By Denis Jordan

I have set aside one day every year to be spent on fixing things, although it does get moved around a bit, like God’s Little Acre. Today is my day for fixing things this year, for yesterday the front door came off the hinges, and my wife has gone to visit her sister, saying she will never come back unless I mend my ways. She did not realise that she had made a joke, and neither had I.

At least I still have the children. Michael is in Canada, having failed his Leaving Cert and everything else, while Linda married a plumber and is now living in Colchester.

They both write to me regularly, so it is just the same as having them here. Better, really.
I did not break the door hinges, and, to be fair to her, neither did my wife. It was the postman, who tried to push a large parcel through the letterbox while we were out. Were it not for him the hinges might have lasted for several more weeks, so I am thinking of making a claim when I find the notepaper.

The front door is not the only thing that needs fixing. Luckily for me, one of the bedroom doors is also sagging, and then there is the door of the hot press, which we have been using as a tray for some time now. So when I start work, it will be well worthwhile. I must also remember to finish off the bookcase I started to make in our bedroom.

My wife keeps saying, kept saying, that if I did not remove the plank, she would throw it out the window. Or at least take the nails out of it, or hammer them in.

I am not sure yet how I will manage the roof. The lattice-wire has rusted away, and the crows keep throwing twigs down the chimney. So far they have all landed in the grate, which is handy for lighting the fires, but eventually some of them are bound to stick up there, and they will be able to build a nest and smoke us out.

Since I have no head for heights it is no use borrowing a ladder, so I suppose we will have to suffer the smoke in silence if my wife comes back.

There is plenty of paint in the garden shed, so I will be able to brighten everything up when I have fixed them. I hope the paint is ok, as it is a long time since I looked at it, and I hope the brushes are not stuck together or they will never fit into the jam-jar of turpentine.
I know I have a good hammer, because I borrowed one from our neighbour last year and my wife never gave it back. There should be plenty of nails too, as there are lots of old planks lying around.

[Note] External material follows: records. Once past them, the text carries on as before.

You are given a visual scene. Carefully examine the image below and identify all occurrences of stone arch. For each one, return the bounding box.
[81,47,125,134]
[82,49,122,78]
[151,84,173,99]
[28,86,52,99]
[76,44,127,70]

I might have to go into town to buy screws, or even paint brushes, and I am a bit worried in case I am robbed while I am not here.

Maybe I will be able to jam the front door shut from inside with planks, to stop anybody getting in, and then climb out one of the front windows.

One of the upstairs windows would be better, because of burglars, but I have no head for heights, and besides, I do not have a ladder.

If I close the front door behind me it will look to a burglar as though he can’t get in, but I am not too happy about the whole idea, because the front windows sometimes stick. They need fixing. I would not like the window to stick when I was trying to get back in, because then I might have to break in the front door, and be as bad as the postman. What really worries me, even if I get back in the window, is something I read in the newspaper.

A man in New York forgot his key and when he was halfway in the window a policeman came along and shot him in the leg.

The policeman said he warned him first, but the man did not hear because his head was under the curtains.

The police in this country do not have guns, but sometimes they have Alsatians, and I do not know which I prefer.

You can see now just how much trouble I will go to, just to get my wife back. Not only that. When everything is fixed, I will make up a sign saying ‘WELCOME HOME’ and I will stick it to the front door. With Sellotape. Then I will send her a note at her sister’s, because their phone is not working. I do hope she comes back home, because I miss her a lot, and there is not much point in fixing things if it only for yourself.